By Jim Carpentier STACK.com
Inverted Rows are an all-around beneficial upper-body exercise, building grip and core strength along with back, shoulder and arm muscles.
Below are 10 creative ways to make the Inverted Row more challenging.
Equipment
- Squat rack or Smith machine with a barbell. Set the barbell waist-high on the rack or hook.
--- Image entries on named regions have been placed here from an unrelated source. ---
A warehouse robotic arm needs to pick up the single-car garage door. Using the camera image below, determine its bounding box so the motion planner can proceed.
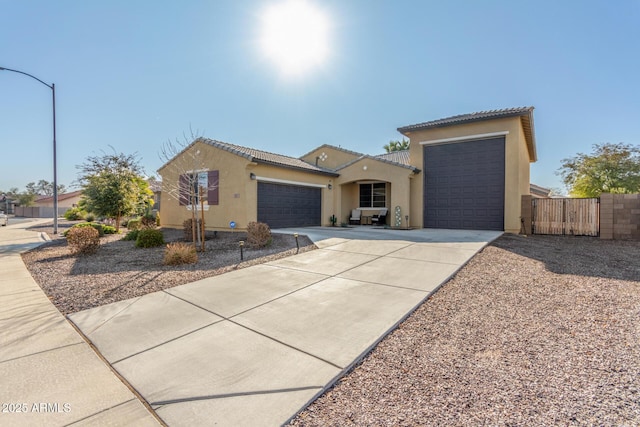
[258,182,322,228]
[424,137,505,230]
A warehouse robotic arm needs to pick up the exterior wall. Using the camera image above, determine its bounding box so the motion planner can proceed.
[158,142,333,230]
[520,194,534,235]
[335,158,415,227]
[301,145,359,169]
[34,194,82,209]
[600,194,640,240]
[406,117,530,233]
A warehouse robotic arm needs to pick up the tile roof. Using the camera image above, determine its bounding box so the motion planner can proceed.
[300,144,364,158]
[398,107,537,161]
[200,138,337,176]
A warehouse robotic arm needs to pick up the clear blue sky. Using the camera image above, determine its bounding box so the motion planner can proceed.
[0,0,640,194]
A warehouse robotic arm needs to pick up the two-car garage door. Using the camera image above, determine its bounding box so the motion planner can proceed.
[258,182,322,228]
[424,137,505,230]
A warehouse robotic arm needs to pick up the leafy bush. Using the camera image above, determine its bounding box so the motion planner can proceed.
[67,227,100,255]
[163,242,198,265]
[102,225,117,234]
[140,214,156,228]
[64,208,87,221]
[182,218,202,242]
[247,222,271,248]
[127,218,142,230]
[122,230,140,242]
[62,222,104,237]
[136,228,164,248]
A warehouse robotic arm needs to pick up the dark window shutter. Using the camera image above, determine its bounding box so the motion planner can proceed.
[207,171,220,205]
[178,174,189,206]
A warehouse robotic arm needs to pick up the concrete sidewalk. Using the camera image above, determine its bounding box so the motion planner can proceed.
[69,229,501,426]
[0,219,160,426]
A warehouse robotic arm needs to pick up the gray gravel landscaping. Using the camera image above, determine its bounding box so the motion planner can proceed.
[291,235,640,426]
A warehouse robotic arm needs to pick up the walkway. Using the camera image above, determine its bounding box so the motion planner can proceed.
[67,227,501,426]
[0,220,159,426]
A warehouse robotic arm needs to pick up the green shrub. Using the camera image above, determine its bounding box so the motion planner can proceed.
[182,218,202,242]
[140,214,156,228]
[163,242,198,265]
[247,222,272,248]
[136,228,164,248]
[63,222,104,237]
[102,224,118,234]
[127,218,142,230]
[64,208,87,221]
[122,230,140,242]
[67,227,100,255]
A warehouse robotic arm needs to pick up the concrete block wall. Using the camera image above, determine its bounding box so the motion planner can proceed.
[600,194,640,240]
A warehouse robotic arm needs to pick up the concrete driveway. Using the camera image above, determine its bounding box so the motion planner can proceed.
[69,227,501,426]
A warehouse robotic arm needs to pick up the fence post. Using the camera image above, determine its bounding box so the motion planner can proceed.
[600,193,613,240]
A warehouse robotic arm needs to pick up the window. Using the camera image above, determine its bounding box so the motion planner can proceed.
[360,182,387,208]
[179,171,220,206]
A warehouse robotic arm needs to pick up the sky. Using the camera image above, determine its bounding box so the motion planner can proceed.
[0,0,640,195]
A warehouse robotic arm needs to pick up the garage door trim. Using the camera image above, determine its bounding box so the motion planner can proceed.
[252,175,327,188]
[419,131,509,145]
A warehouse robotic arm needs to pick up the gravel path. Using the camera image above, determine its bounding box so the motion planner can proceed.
[291,235,640,426]
[22,221,315,314]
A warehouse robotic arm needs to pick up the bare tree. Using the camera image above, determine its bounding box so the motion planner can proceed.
[159,128,218,251]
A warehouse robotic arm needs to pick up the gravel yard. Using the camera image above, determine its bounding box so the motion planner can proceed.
[291,235,640,426]
[22,221,315,314]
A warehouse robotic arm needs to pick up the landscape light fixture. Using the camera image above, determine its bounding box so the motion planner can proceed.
[0,67,58,234]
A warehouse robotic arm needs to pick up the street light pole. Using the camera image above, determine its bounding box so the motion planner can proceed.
[0,67,58,234]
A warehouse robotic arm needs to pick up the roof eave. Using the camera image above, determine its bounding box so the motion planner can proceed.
[252,157,340,177]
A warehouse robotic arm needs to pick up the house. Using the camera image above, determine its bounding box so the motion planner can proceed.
[33,190,82,211]
[529,184,551,199]
[15,190,82,218]
[158,107,536,233]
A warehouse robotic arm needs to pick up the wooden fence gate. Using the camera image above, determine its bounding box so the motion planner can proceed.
[531,199,600,236]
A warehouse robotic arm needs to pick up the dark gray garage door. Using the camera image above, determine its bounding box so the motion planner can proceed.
[424,137,504,230]
[258,182,322,228]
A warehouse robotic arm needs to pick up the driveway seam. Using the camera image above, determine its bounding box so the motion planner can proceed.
[162,288,342,369]
[0,338,84,365]
[150,385,323,406]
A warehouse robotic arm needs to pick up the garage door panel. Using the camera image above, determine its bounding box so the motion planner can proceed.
[424,138,505,230]
[258,182,322,228]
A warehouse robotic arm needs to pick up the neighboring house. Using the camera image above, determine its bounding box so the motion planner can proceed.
[15,191,82,218]
[158,107,536,233]
[529,184,551,199]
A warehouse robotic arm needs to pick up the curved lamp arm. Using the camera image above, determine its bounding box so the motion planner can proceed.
[0,67,58,234]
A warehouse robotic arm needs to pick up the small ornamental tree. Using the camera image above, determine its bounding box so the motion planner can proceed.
[78,150,153,231]
[557,143,640,197]
[159,130,219,251]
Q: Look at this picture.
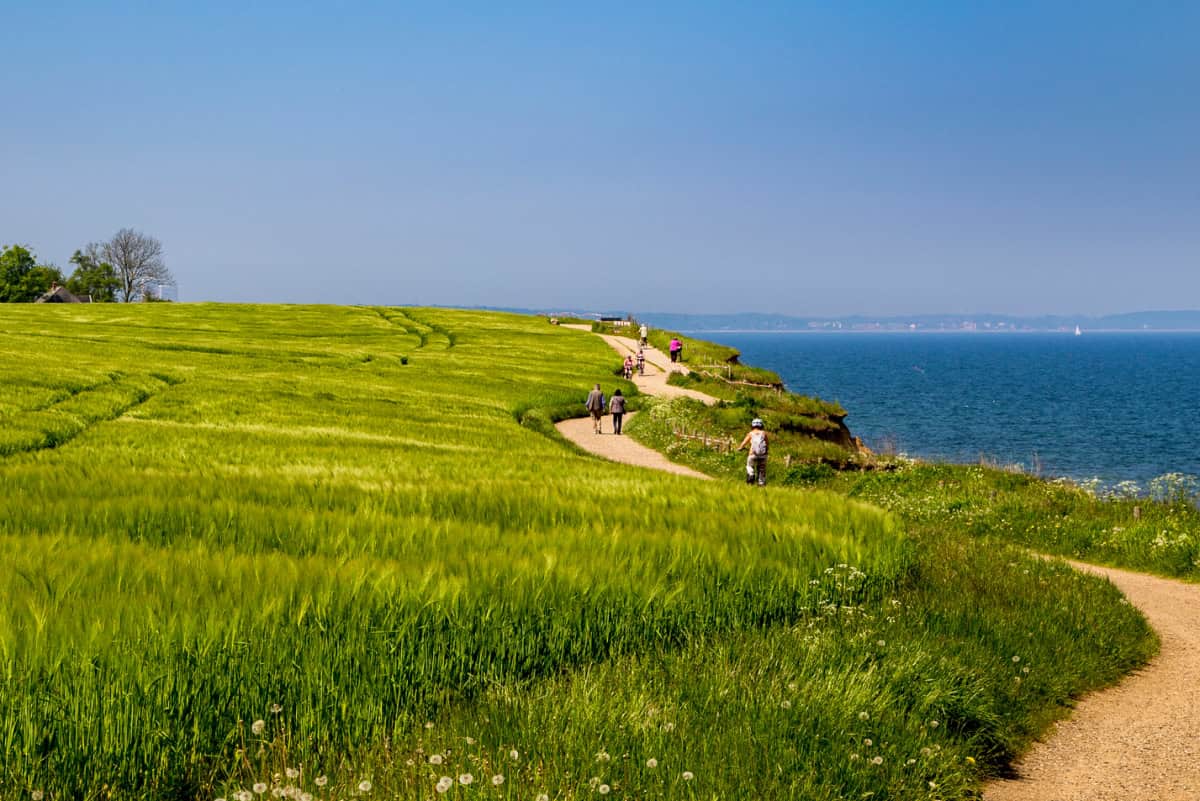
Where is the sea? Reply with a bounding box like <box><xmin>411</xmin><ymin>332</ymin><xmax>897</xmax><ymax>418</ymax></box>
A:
<box><xmin>696</xmin><ymin>331</ymin><xmax>1200</xmax><ymax>487</ymax></box>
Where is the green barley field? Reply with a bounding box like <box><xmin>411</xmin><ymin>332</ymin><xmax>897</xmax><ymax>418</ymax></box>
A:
<box><xmin>0</xmin><ymin>303</ymin><xmax>1156</xmax><ymax>801</ymax></box>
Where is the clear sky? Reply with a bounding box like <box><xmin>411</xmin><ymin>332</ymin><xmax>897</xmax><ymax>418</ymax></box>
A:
<box><xmin>7</xmin><ymin>0</ymin><xmax>1200</xmax><ymax>315</ymax></box>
Or use a stable, sturdy waist-high horizontal bar (e.g., in a park or playground).
- Two medicine balls
- One Swiss ball
- Timer
- Water bottle
Guidelines
- Choose five of the following 10 Inverted Row exercises and perform one set per exercise during your normal workout.
- Rest 30-60 seconds between exercises and hydrate before, during and after each workout.
- Do a dynamic upper- and lower-body warm-up and finish with cooldown upper- and lower-body static stretches for greater flexibility.
1. Rows with heels atop a Swiss ball
Take a shoulder-width overhand or underhand grip on the bar with your legs extended, back straight, hips off the floor and heels atop a Swiss ball.
Perform 10 reps (one second up, pause and squeeze shoulder blades together for one second, then lower in two seconds).
Balance comes into play during each rep, engaging core muscles in the abdomen, lower and middle back and grip strength as you struggle to hold tightly to the bar.
2. Rows with heels atop two med balls
Assume same position as in Exercise 1, but place your heel on two separate med balls, set a few inches apart.
Perform 10 reps.
3. Slow Rows with one foot off floor
With your legs straight, lift one foot off the floor and do five reps—10 seconds pulling up, five seconds lowering.
Without pausing, switch feet and perform five slow reps.
This is another intense core and grip-strengthening exercise—particularly when the rep tempo is slowed.
4. Isometric Row
Perform one long rep for as long as possible—heels on the floor/legs extended.
Pull up and hold (prone or supine grip).
Squeeze your biceps in the contracted position and squeeze your shoulder blades together.
This optimally tests forearm and biceps strength and muscle endurance as well as wrist, hand and core strength/endurance.
5. Moving heels during Rows
This exercise also tests lower-body endurance.
Alternately move your heels wide apart and then together (inward and outward) for 30-45 seconds while performing 10 up-and-down reps.
6. Single-Arm Rows
This exercise effectively tests balance and core and arm strength.
Attempt one, two or three reps (or more, depending on arm strength) with your right arm (left arm off the bar hanging to the side or extended at shoulder level).
Without pausing, switch arms and repeat.
7. Endurance Rows
To enhance upper-body muscle endurance, perform as many reps as possible in 60 seconds.
8. Mixed-Grip Rows
Do five reps with an alternate grip, one hand prone and the other supine.
Switch hand positions for five more reps.
9. Moving hands on bar
From the bottom position of the Row (legs and back straight, balanced on heels, hips off the floor and using a shoulder-width prone or supine hand grip on the bar), keep your arms extended as long as possible while moving your hands together and apart for 30-60 seconds.
Another endurance tester for hand, forearm and wrist strength.
10. Moving heels backward and forward during Isometric Row Moving heels during Rows
This exercise tests upper- and lower-body muscle endurance and especially strengthens the lower abdomen.
Assume a contracted Isometric Row position (pulling up and holding).
Alternately walk your heels toward and away from you for 60 seconds.